Some of my paternal grandfather's war stories involved his time in the army. The most action-packed involved a time on patrol when a spent round bounced off his upper chest, and simply fell to the ground because it had effectively lost all of its kinetic energy. More action-packed than stories of siphoning gasoline out of military vehicles, anyway. Strangely, the story has propagated disagreement among people who doubt its veracity. I can't vouch for the authenticity of the story, but I can vouch for its viability.

However, it wasn't enough that people simply believe me on my birthday, so I was forced to break out the W/t of SCIENCE (If I can have a dogion joke I can have a power = energy/time joke). Unfortunately, this led to a point of contention involving the physics of gravity.

Some people are surprised to know that the Aristotelian view of gravity is not true (despite how cool Aristotle is). Heavier objects do not inherently accelerate faster than lighter objects. This belief persists because lighter objects tend to be more buoyant and have more air resistance, and hence drop more slowly on Earth.

Current scientific thinking links gravity with the curvature of spacetime. Unfortunately, quantum mechanics disagrees (but quantum mechanics is like that frizzy-haired uncle no one likes to talk to because he seems to only speak gibberish). Despite all that, most situations still work fine with Newton's "simple" Law of Gravity. Here we also see that laws are meant to be broken, even when they're scientific, since relativity and quantum mechanics have proven that Newton's law does not apply to all possible scenarios. Basically, given a vacuum (to negate air resistance and buoyancy) and objects of negligible mass (relative to a planet), objects will fall to the ground at the same rate (both would fall at approximately 9.8m/s2 on Earth).

Astronauts make everything better, so fortunately the concept was illustrated by our good friend Commander David Scott during the Apollo 15 mission.

Transcript for people without video: "Well, in my left hand I have a feather.

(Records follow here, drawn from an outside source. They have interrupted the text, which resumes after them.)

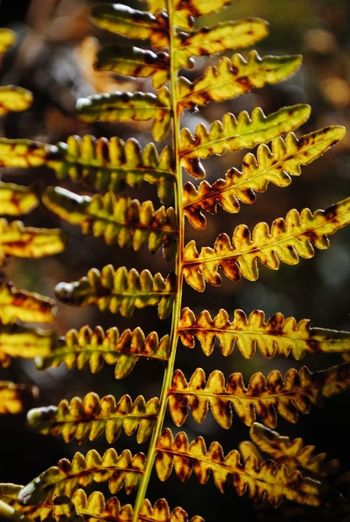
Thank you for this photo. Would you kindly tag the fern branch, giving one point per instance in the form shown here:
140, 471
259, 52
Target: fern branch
265, 480
277, 335
275, 164
120, 291
288, 396
118, 219
289, 238
236, 133
96, 347
92, 416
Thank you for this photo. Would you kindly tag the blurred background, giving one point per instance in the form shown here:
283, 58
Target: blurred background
53, 58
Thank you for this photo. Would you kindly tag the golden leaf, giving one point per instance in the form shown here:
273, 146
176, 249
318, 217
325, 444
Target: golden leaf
24, 306
232, 134
287, 240
263, 398
278, 335
275, 164
235, 76
120, 291
118, 219
96, 347
92, 416
263, 480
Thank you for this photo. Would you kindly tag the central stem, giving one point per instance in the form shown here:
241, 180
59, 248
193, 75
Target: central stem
141, 494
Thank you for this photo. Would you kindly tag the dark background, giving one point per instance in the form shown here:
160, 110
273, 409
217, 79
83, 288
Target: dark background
48, 60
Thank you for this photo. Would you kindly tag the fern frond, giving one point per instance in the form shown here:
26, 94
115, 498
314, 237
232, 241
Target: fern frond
126, 106
118, 219
184, 11
286, 241
263, 398
277, 335
7, 39
111, 164
293, 453
13, 396
24, 306
23, 154
20, 241
275, 164
16, 199
235, 76
118, 470
96, 507
134, 61
132, 23
266, 480
120, 290
27, 343
232, 134
92, 416
96, 347
230, 35
14, 99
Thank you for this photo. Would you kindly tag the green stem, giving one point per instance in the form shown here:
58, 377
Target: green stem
141, 494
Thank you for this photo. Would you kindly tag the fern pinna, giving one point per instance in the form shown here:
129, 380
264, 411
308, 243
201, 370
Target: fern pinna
269, 467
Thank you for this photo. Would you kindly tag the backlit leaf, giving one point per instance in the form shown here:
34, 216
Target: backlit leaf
263, 398
120, 290
118, 470
14, 99
97, 508
235, 76
232, 134
293, 452
132, 23
7, 39
118, 219
93, 348
275, 164
134, 61
13, 396
20, 241
92, 416
288, 239
110, 164
262, 480
229, 35
24, 306
20, 341
22, 153
126, 106
16, 199
277, 335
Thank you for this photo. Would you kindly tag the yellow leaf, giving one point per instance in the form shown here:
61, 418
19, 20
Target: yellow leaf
230, 35
24, 306
278, 335
16, 199
264, 480
232, 134
27, 343
263, 398
7, 39
20, 241
235, 76
78, 349
275, 164
288, 239
120, 290
13, 396
118, 219
14, 99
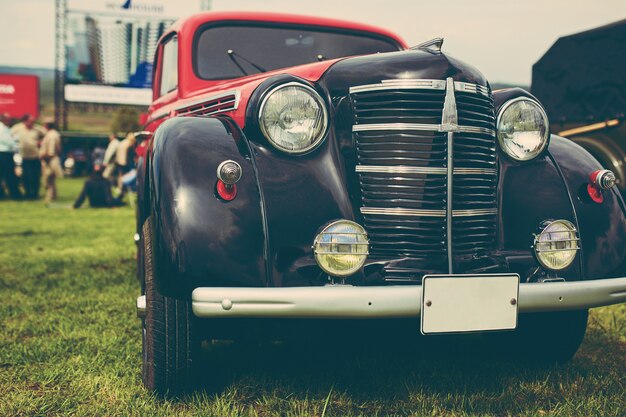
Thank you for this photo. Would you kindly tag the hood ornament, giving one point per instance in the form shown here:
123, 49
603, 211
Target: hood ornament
433, 45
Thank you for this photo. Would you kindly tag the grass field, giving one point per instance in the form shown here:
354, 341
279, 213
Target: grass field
70, 345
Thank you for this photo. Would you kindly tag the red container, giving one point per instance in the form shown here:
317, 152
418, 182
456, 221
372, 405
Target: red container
19, 95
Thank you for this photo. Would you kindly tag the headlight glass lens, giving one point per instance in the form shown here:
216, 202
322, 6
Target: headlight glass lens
293, 118
522, 129
341, 248
556, 245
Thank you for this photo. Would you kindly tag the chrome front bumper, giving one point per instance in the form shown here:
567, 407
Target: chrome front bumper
346, 302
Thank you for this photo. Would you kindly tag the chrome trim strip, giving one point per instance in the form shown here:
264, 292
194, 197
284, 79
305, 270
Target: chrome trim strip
203, 100
344, 301
397, 211
449, 122
400, 169
422, 127
474, 212
475, 171
471, 88
473, 129
433, 45
408, 84
403, 169
420, 84
396, 126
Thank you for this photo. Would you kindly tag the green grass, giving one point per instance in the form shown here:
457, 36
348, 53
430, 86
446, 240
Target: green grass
70, 345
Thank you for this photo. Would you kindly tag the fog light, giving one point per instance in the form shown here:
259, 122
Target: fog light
556, 245
341, 248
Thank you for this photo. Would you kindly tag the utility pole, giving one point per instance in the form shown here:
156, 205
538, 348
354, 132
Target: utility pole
60, 108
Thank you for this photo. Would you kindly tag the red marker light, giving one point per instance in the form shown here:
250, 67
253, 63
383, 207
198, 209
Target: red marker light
595, 193
600, 180
226, 192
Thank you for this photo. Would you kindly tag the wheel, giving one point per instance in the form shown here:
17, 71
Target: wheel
547, 337
169, 346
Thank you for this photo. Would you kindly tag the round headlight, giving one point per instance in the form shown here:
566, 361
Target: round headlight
341, 248
522, 129
293, 118
556, 245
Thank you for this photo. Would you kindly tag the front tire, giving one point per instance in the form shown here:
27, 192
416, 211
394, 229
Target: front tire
169, 345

In my right hand, a hammer. I guess one of the reasons we got here today was because of a gentleman named Galileo a long time ago, who made a rather significant discovery about falling objects in gravity fields. And we thought, 'Where would be a better place to confirm his findings than on the moon?' And so we thought we'd try it here for you. The feather happens to be appropriately a falcon feather...for our Falcon. And I'll drop the two of 'em here, and - hopefully - they'll hit the ground at the same time. [hammer and feather hit the ground simultaneously] How 'bout that? This proves that mister Galileo was correct in his findings."

Returning to our opening statements: people also tend to believe that horizontal motion negates gravity. If an object is shot horizontally and another object dropped simultaneously from the same height, both objects will hit the ground at the same time. Gravity's pull is uniform regardless of horizontal motion. This too, is illustrated by crazy science teachers around the world. Exhibit A:

(I apologize in advance for the lack of more astronauts)



...There is no Exhibit B.

Edit for 2013-2-06: There is an Exhibit B; I've since become aware that the Mythbusters have also performed this experiment using actual firearms with a result that is well within margin of error (basically the only improvements you could ask for is better timing on the drop/shot simultaneity and doing it in a vacuum).


Randomly teaching people about gravity since 2003; just another reason not to follow me when I walk home from school.